Democrats have repeatedly criticized the White House for resorting to immigration policies similar to former President Donald Trump’s. Critics of the policy say the measure will target vulnerable people, including children, and lead to family separations, which under Trump split 5,500 children from their parents at the southern border. White House officials, meanwhile, have vehemently rejected those comparisons.
“Locking immigrant families and children into cages along the border is dangerous, ineffective, and wrong,” tweeted Rep. Greg Casar (D-Texas). “The Biden Administration did the right thing by ending family detention. We can’t go back.”
Sen. Alex Padilla (D-Calif.) called the idea a “grave mistake.”
“Instead of relying on costly failed policies that traumatize migrants and cruelly encourage more families to separate, we must focus on building a safe and humane immigration system,” he tweeted.
“Family detention serves two purposes: lining the pockets of private prison companies and acting as a useless deterrent to prevent migrants from seeking their legal right to asylum. This failed policy is callous and inhumane,” said Rep. Raúl M. Grijalva (D-Ariz.) in a statement.
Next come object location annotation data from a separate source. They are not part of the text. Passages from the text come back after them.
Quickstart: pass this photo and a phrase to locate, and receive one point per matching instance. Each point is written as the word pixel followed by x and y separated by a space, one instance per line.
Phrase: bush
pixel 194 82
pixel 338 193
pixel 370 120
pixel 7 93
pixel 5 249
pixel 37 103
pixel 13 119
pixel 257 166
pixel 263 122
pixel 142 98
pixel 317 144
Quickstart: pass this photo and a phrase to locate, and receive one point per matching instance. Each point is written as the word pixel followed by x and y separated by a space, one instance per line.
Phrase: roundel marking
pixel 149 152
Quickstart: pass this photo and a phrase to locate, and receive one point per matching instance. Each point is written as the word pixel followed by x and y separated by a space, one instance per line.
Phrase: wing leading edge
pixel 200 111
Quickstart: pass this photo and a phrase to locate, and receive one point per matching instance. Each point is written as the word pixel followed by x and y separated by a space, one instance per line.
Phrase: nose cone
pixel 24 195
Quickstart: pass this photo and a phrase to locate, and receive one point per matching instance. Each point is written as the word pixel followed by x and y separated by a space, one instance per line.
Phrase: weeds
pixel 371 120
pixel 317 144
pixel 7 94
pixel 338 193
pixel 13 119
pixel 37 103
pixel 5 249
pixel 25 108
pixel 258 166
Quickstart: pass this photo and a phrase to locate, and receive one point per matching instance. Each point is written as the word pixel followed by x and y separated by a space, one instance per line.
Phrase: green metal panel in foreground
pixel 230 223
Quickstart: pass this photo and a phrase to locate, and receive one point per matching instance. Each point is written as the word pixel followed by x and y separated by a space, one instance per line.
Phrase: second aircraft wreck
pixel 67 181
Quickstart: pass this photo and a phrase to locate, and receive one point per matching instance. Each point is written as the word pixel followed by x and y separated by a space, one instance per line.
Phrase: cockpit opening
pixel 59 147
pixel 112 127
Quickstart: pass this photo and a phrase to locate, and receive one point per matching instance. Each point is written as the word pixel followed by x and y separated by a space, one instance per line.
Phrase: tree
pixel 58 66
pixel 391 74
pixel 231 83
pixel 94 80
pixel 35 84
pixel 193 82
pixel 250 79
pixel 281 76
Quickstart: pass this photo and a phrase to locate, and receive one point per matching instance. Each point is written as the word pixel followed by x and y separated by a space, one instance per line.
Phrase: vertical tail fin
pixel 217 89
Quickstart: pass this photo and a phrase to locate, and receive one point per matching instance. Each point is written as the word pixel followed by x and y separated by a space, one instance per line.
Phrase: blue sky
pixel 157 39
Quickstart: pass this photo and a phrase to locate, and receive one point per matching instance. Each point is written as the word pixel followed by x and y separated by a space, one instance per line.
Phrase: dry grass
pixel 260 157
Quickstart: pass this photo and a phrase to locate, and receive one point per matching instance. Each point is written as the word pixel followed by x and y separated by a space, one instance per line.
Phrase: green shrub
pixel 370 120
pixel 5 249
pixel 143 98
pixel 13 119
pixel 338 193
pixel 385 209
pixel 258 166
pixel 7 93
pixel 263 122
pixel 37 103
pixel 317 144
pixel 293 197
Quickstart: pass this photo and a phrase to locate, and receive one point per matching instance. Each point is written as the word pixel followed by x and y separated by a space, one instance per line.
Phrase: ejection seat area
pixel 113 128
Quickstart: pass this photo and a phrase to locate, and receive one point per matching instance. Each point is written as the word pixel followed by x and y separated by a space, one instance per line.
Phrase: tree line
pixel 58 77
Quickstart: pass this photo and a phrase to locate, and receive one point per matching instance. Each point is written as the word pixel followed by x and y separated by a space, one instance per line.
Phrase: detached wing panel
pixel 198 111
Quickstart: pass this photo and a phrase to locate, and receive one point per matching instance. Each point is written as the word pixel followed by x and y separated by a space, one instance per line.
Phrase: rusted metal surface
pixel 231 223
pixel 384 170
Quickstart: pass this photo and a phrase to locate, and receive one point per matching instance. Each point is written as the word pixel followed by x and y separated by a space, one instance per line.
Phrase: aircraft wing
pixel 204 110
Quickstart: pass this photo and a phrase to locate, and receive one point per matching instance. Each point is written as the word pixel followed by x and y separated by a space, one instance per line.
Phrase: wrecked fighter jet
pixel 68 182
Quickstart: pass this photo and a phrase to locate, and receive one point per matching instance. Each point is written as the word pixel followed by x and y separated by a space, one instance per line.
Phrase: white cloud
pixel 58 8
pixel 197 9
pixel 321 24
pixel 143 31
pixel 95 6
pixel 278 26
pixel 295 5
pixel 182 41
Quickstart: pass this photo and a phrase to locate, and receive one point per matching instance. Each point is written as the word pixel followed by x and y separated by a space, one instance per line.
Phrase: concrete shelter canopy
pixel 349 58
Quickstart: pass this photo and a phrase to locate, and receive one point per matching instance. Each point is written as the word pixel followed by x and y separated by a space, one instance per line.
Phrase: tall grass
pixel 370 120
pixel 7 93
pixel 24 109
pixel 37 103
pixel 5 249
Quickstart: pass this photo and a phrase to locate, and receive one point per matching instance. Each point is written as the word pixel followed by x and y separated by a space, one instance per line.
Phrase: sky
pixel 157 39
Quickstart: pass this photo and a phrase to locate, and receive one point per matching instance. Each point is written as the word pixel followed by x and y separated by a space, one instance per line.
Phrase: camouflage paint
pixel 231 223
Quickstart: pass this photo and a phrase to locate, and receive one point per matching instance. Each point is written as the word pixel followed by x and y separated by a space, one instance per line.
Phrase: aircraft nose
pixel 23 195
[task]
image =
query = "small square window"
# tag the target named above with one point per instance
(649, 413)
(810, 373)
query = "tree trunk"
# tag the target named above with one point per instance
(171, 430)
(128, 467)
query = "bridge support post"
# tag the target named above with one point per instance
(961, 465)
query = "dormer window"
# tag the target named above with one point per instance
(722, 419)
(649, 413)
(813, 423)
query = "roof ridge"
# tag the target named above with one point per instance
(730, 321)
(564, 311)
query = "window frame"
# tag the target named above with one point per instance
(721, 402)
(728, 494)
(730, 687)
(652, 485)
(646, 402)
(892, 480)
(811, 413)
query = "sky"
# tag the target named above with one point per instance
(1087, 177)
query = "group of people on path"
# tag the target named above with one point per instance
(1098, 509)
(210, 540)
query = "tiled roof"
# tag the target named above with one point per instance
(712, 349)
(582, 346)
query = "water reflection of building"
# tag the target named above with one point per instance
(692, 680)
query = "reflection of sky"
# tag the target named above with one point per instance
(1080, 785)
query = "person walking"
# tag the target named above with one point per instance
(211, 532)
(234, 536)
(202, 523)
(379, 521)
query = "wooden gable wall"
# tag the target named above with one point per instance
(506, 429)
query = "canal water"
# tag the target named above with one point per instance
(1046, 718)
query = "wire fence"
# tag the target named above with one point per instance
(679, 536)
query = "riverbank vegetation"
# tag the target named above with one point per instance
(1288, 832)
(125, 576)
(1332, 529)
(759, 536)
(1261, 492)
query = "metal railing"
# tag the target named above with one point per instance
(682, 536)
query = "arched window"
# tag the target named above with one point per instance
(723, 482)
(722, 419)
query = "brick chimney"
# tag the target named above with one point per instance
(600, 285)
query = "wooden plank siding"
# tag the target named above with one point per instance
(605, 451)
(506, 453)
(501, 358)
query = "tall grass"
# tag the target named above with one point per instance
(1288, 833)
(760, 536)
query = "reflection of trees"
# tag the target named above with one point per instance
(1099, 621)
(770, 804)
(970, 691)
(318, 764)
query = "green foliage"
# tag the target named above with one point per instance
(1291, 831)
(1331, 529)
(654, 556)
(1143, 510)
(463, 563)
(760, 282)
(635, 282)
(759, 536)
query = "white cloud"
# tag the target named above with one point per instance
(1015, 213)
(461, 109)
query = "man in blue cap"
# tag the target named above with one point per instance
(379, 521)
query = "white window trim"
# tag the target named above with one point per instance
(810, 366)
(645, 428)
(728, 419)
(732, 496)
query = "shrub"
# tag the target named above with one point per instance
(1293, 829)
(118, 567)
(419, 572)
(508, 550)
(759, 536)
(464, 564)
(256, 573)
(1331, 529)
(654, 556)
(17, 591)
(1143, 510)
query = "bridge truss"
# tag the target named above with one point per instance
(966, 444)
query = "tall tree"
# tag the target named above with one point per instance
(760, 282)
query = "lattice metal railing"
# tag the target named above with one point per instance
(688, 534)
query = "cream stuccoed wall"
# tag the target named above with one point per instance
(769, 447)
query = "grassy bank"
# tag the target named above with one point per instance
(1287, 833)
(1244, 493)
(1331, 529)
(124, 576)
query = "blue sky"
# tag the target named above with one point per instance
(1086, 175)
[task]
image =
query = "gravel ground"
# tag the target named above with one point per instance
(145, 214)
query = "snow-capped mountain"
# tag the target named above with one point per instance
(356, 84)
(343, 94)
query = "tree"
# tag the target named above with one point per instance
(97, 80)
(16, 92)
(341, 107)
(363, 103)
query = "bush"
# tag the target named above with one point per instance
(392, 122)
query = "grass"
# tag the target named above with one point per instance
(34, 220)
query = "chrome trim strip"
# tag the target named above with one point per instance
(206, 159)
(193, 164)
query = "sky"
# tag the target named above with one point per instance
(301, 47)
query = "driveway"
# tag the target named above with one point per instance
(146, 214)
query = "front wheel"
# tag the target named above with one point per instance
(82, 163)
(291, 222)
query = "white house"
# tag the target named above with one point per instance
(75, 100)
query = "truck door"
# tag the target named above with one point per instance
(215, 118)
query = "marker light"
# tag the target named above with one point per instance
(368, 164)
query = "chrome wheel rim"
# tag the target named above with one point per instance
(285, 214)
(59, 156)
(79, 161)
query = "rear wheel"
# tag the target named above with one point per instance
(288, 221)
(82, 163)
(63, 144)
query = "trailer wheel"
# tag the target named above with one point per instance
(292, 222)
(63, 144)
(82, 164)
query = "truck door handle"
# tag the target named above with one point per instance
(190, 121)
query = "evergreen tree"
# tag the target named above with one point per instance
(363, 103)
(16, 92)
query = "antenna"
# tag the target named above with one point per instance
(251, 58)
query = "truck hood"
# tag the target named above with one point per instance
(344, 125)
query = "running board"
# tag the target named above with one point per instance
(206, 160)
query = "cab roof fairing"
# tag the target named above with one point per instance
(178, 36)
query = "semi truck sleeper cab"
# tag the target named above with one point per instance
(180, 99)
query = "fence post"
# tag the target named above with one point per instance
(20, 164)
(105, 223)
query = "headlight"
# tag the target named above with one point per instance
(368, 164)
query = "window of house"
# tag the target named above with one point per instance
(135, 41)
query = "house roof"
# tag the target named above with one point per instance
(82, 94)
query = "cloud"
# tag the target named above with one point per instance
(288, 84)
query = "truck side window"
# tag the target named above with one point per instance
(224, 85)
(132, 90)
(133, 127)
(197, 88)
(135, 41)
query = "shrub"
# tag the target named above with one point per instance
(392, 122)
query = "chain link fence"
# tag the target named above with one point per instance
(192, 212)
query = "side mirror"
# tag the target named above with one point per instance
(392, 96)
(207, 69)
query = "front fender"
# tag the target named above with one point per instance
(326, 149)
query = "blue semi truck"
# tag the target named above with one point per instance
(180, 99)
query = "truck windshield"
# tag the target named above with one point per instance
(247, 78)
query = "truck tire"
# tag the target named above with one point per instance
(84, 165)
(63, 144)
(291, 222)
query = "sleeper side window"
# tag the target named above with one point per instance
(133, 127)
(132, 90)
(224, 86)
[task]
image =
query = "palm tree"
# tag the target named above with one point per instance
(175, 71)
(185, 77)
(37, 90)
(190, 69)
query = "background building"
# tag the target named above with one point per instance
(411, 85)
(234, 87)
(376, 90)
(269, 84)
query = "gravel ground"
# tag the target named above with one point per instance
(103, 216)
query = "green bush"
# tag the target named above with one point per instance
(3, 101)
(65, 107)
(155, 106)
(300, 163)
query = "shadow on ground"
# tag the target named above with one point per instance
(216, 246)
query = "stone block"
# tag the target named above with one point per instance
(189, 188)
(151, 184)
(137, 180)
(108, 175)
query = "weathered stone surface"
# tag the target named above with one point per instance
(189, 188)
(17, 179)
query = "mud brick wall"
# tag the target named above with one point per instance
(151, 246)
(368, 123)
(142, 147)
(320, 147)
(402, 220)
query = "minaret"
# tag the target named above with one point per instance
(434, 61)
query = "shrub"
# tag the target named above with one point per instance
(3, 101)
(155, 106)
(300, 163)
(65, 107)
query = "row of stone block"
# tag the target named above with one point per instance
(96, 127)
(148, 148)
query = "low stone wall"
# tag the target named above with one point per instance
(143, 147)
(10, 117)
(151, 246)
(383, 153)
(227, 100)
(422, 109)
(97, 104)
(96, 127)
The report about the Biden administration considering family detention comes as the administration prepares for Title 42 to expire in May. The Trump-era policy has allowed border authorities to swiftly expel migrants under the pretext of the coronavirus pandemic. But lawmakers have chastised the White House for implementing more aggressive policies instead of fulfilling its promise of a more compassionate approach to immigration. In January, nearly 80 Democratic lawmakers wrote a letter to Biden voicing concern about his immigration measures.
“No decisions have been made as we prepare for the Title 42 Public Health Order to lift,” a Department of Homeland Security official told HuffPost. “The Administration will continue to prioritize safe, orderly, and humane processing of migrants.”
Local city offices have vowed to fight the policy.
“If this inhumane policy returns, we will join advocates & welcoming cities in fighting it, just as we did when all the past administrations instituted this cruel practice,” tweeted the Seattle Office of Immigrant and Refugee Affairs.
Immigration and human rights groups have also called the Times report alarming.
“President Biden promised to end family detention on the campaign trail and repeatedly condemned the Trump administration for detaining families. Yet, the Biden administration is now seemingly moving towards repeating mistakes from the past,” Setareh Ghandehari, the advocacy director of Detention Watch Network, a coalition of immigration organizations, said in a statement.
“If the Biden administration revives family detention, it will be yet another example of how the Biden administration has reneged on its promises to bring fairness to the immigration system,” Ghandehari added. “Instead, this administration has doubled-down on the use of detention, surveillance, and restrictive border policies that result in deportations – tearing apart families and communities.”